Lattie also moderated an interactive breakout session the following day, engaging attendees in a discussion of how they can use civic health data to drive decision making and action planning. Pat Beaty, Senior Fellow at CFA, and Jeff Coates, Program Director of NCoC, were featured panelists at the session.
Using data- driven approaches to strengthen civic health, Arizona’s partnership with NCoC is a national model for success in contributing to community problem-solving; Lattie Coor is on the Board of Directors of NCoC.
Civic health data has been central to understanding The Arizona We Have, published in key reports and news briefs by the Center for the Future of Arizona over the last six years. Our first report using CHI, “2010 Arizona Civic Health Index,” revealed that Arizona ranked below the national average on all indicators, and in the bottom quartile on seven. A year later Arizona improved on 11 of 13 indicators, as reported in “2011 Arizona Civic Health Index.” “The Arizona We Want 2.0” and “Vision 2025: Arizona Comes of Age” extensively used both CHI and Gallup data to contribute to strategic plans and track progress toward the eight citizen goals that drive the work we do.

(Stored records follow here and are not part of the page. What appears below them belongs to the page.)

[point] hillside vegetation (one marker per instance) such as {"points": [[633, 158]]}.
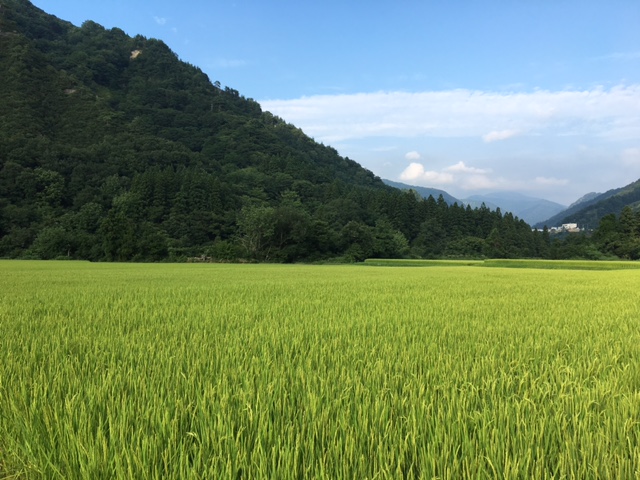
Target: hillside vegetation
{"points": [[112, 149]]}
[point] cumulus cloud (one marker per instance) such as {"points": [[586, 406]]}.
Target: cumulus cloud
{"points": [[631, 157], [499, 135], [551, 181], [228, 63], [468, 178], [465, 113], [416, 173], [460, 167]]}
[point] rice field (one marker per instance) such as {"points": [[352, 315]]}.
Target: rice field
{"points": [[203, 371]]}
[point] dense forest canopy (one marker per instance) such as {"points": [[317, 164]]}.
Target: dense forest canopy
{"points": [[112, 149]]}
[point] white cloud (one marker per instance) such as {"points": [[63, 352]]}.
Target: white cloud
{"points": [[479, 182], [460, 167], [416, 173], [499, 135], [613, 112], [551, 181], [468, 178], [631, 157], [228, 63]]}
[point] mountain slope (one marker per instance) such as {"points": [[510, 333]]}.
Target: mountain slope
{"points": [[111, 148], [588, 212], [424, 192], [530, 209]]}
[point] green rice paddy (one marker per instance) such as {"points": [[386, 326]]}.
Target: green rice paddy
{"points": [[210, 371]]}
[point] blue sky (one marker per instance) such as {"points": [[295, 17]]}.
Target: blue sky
{"points": [[470, 96]]}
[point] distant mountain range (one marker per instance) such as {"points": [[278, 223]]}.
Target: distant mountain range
{"points": [[424, 192], [589, 210], [530, 209]]}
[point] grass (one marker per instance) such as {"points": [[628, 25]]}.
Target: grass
{"points": [[509, 263], [266, 371]]}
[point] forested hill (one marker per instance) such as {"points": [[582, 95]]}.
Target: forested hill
{"points": [[111, 148], [590, 212]]}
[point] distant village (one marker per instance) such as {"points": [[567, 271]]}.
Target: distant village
{"points": [[565, 227]]}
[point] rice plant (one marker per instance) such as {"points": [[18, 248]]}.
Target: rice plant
{"points": [[281, 371]]}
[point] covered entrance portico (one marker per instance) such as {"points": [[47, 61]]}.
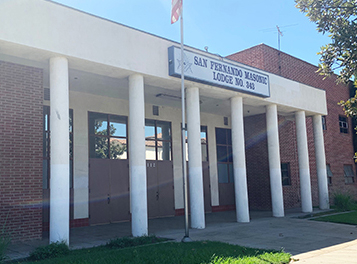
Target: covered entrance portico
{"points": [[124, 80]]}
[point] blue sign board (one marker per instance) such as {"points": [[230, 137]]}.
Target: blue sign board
{"points": [[215, 72]]}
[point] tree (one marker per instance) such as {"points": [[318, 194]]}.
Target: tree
{"points": [[116, 147], [338, 18]]}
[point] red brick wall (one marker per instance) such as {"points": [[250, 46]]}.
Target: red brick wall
{"points": [[21, 100], [338, 146]]}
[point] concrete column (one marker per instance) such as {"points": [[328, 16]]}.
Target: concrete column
{"points": [[59, 184], [276, 187], [239, 167], [320, 162], [137, 160], [195, 158], [304, 169]]}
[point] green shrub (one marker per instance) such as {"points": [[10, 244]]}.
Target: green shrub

CFA continues to rely on CHI’s unbiased, unimpeachable quality to contribute insights about how engaged Arizonans are in moving Arizona forward, overall and by population segments such as Arizona Latinos and veterans. In order to create an action plan that can achieve the goals of the people who live here, CFA will help Arizonans understand who we are today, identify and address high-impact issues that are gaining momentum and need attention and provide opportunities for public discussion and planning focused on long-term issues.